Het schrijven van een goed politiebericht was ooit een ambacht. Helemaal omdat je er zo veel moest schrijven, achter elkaar door. En omdat alle informatie er dus liefst in éen geut prettig leesbaar diende te staan.

In wat ik nu als politiebericht langs zie komen, mis ik te vaak de scheiding tussen feit en opinie. Het ontbreekt me te vaak aan relativerende bijzinnetjes als: ‘zo meldt de politie’.

Ondertussen worden gewonden altijd wel met de ambulance naar het nabije ziekenhuis gebracht. Net als dat soms zelfs de naam van het bergingsbedrijf genoemd wordt dat een verongelukte auto heeft weggesleept. Wat nu net gegevens zijn die er niet toe doen. Alleen is er online nu eenmaal geen gebrek aan ruimte; dus hoeft de journalist van dienst geen keuzes meer te maken.

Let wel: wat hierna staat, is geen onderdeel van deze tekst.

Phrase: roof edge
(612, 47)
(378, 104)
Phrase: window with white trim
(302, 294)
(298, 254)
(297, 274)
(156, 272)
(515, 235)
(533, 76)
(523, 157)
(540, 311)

Gisteren begon ik al aan dit boeklogje over de opvallende nieuwsberichten van Félix Fénéon, vandaag is het vervolg.

Want de Nouvelles en trois lignes riepen bijvoorbeeld vooraf éen vrij principiële vraag op bij mij. Verwerkte Félix Fénéon enkel het nieuws dat hij oppikte uit andere kranten? Of zat er ook weleens eigen nieuwsgaring bij?

En waarop selecteerde hij zijn berichten?

Ik miste bijvoorbeeld een aantal typen politienieuws in de 1210 ultrakorte berichten die hij schreef.

Zo komt openbare dronkenschap nauwelijks voor in het boek. Terwijl ik me niet kan voorstellen dat die er niet was 1906.

Potloodventers en andere exhibitionisten ontbreken eveneens. Terwijl er wel telkens aandacht is voor incestzaken — alleen gaat het dan al vaak om rechtszaken, waarbij iemand was gedaagd.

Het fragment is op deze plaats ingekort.